What else should you take? Your camera of course - invaluable for all those wonderful memories! Also useful would be an international driving licence, and possibly an international student card. And maybe your favourite cuddly toy... and think about possible presents for your hosts, if required.
What do I do if my ID card/passport is stolen?
If your ID document is stolen, get in touch with one of your home country's diplomatic missions, namely your country's embassy or consulate in the country you are travelling in. If your passport is lost, they can provide a travel document to enable you to get back home
Are there countries I should not travel to?
When planning your itinerary, check the Federal Foreign Office current safety warnings ("Aktuelle Reisewarnungen" - German only) for your target destinations or for specific regions within the countries you intend to visit. When you are abroad, check with local people whether there are dangerous places you should avoid.
How much money should I take?
If you intend to spend a long time in any one country, on holiday or on a travel-and-work basis, depending on that country's regulations you may need to be able to demonstrate that you have available funds of around € 2,000 to € 3,500 and/or a return air ticket - for example, in Australia and New Zealand. A current bank statement is usually accepted as proof.
It is advisable to research the cost of living in the countries you intend to visit, and to calculate how much money you are likely to need, for example, for travel in the country, accommodation, food, pocket money etc.

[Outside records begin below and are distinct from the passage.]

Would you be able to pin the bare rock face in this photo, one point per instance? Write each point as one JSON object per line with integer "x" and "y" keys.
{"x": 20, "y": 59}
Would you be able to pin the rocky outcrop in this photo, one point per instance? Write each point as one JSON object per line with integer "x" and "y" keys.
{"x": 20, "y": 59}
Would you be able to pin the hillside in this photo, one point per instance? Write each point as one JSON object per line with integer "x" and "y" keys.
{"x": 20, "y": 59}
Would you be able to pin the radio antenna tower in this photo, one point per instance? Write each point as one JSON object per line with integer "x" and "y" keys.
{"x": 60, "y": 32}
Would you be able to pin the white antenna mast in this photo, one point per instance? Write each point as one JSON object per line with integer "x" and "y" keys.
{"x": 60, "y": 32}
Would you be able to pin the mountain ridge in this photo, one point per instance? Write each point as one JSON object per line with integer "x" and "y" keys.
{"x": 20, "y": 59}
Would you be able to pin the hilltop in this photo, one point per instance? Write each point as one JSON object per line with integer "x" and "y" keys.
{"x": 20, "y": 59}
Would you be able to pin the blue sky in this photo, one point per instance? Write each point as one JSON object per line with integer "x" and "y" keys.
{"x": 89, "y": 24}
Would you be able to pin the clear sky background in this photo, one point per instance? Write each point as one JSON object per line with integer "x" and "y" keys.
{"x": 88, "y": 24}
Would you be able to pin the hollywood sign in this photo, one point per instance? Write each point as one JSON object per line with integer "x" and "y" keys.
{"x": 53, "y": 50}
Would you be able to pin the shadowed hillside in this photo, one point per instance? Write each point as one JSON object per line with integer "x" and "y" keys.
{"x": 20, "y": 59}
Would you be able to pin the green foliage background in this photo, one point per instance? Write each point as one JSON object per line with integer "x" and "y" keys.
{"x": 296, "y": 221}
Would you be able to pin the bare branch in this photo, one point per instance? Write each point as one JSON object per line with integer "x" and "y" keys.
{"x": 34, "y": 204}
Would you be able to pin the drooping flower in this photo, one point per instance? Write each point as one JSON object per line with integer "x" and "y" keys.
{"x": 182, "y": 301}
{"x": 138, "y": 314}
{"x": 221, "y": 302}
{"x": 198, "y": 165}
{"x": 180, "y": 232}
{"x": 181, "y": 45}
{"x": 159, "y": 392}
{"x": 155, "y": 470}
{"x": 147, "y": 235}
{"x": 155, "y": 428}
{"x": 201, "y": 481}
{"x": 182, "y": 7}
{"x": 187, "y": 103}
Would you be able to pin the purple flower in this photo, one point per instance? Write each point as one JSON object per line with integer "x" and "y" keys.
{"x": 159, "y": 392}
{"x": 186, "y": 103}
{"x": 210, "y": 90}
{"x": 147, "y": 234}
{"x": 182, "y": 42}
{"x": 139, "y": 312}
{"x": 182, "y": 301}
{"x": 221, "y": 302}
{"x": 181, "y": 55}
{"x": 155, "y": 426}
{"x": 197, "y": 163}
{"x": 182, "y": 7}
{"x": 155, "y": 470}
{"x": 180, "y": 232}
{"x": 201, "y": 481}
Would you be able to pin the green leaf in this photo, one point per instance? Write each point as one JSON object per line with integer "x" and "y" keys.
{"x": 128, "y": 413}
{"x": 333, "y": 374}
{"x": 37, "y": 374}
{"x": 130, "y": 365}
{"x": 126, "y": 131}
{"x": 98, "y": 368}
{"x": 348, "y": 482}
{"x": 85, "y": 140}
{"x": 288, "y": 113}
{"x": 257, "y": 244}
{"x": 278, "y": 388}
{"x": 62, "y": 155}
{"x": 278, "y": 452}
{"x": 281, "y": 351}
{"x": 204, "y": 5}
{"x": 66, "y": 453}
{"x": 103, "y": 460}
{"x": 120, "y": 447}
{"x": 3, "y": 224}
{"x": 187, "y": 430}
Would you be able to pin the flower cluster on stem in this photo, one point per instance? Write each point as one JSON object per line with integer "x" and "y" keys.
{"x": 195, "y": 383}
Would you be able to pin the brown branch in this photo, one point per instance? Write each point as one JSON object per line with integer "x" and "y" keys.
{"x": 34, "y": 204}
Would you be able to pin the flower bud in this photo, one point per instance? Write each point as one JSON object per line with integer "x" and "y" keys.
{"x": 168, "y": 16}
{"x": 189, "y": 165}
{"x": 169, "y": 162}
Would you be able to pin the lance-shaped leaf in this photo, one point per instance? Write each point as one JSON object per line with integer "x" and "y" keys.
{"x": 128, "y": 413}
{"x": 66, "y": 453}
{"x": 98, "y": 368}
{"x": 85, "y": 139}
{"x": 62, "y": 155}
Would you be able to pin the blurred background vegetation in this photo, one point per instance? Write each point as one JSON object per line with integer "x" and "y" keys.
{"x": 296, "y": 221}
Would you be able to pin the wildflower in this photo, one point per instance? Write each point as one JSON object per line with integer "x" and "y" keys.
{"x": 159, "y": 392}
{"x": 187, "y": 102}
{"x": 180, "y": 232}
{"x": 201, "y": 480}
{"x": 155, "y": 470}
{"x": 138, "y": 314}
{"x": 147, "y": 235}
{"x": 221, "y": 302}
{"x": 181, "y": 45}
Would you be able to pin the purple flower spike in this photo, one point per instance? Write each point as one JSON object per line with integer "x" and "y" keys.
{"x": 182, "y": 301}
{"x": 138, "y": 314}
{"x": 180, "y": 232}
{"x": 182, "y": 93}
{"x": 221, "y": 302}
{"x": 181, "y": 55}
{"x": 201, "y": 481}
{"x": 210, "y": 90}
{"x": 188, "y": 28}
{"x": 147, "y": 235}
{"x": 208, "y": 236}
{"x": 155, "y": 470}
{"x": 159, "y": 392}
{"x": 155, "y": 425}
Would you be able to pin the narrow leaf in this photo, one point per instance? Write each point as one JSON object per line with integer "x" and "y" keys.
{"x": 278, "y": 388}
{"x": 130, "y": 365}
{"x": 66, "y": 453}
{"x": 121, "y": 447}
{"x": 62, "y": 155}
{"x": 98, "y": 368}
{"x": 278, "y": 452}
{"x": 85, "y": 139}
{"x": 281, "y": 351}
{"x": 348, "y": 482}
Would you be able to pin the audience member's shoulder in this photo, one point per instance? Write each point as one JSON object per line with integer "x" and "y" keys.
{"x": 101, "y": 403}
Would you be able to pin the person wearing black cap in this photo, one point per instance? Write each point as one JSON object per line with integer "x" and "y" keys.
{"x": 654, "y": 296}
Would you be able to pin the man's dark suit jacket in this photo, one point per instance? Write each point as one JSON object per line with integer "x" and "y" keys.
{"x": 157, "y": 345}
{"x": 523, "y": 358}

And what do I do if I run out of money?
A number of banks offer credit cards that enable you to withdraw cash free of charge throughout Europe, and worldwide if you use "Visa" cash terminals.
In an emergency, the diplomatic missions will help. They will facilitate contact with friends and family back home and will advise on the fastest possible money transfer (express credit transfer, telegraphic transfer, Western Union money transfer). If the country you are in does not support these modes of money transfer, your diplomatic mission may handle the transfer through their own system.
A hot tip from the Eurodesk team: go "wwoofing" - work for food and accommodation on an organic farm. Workcamps are another good tip: they fit in well with travelling and offer a great opportunity to work on a project together with other young folk while getting to know the country and its people. Again, your food and accommodation will be taken care of. Just as with any other Work&Travel scheme, you need to make sure you have the right visa.
Is there an international emergency number I can call in any emergency situation?
In all EU countries and in Iceland, Liechtenstein, Norway, Switzerland, Russia, Ukraine, and several other European countries, you can call the European Emergency Number 112. This telephone number connects you to a control centre that will alert the appropriate emergency service, i.e., police, ambulance or fire brigade. The control centres are supposed to be able to deal with distress calls in a number of languages. Here, too, the diplomatic missions will help if required.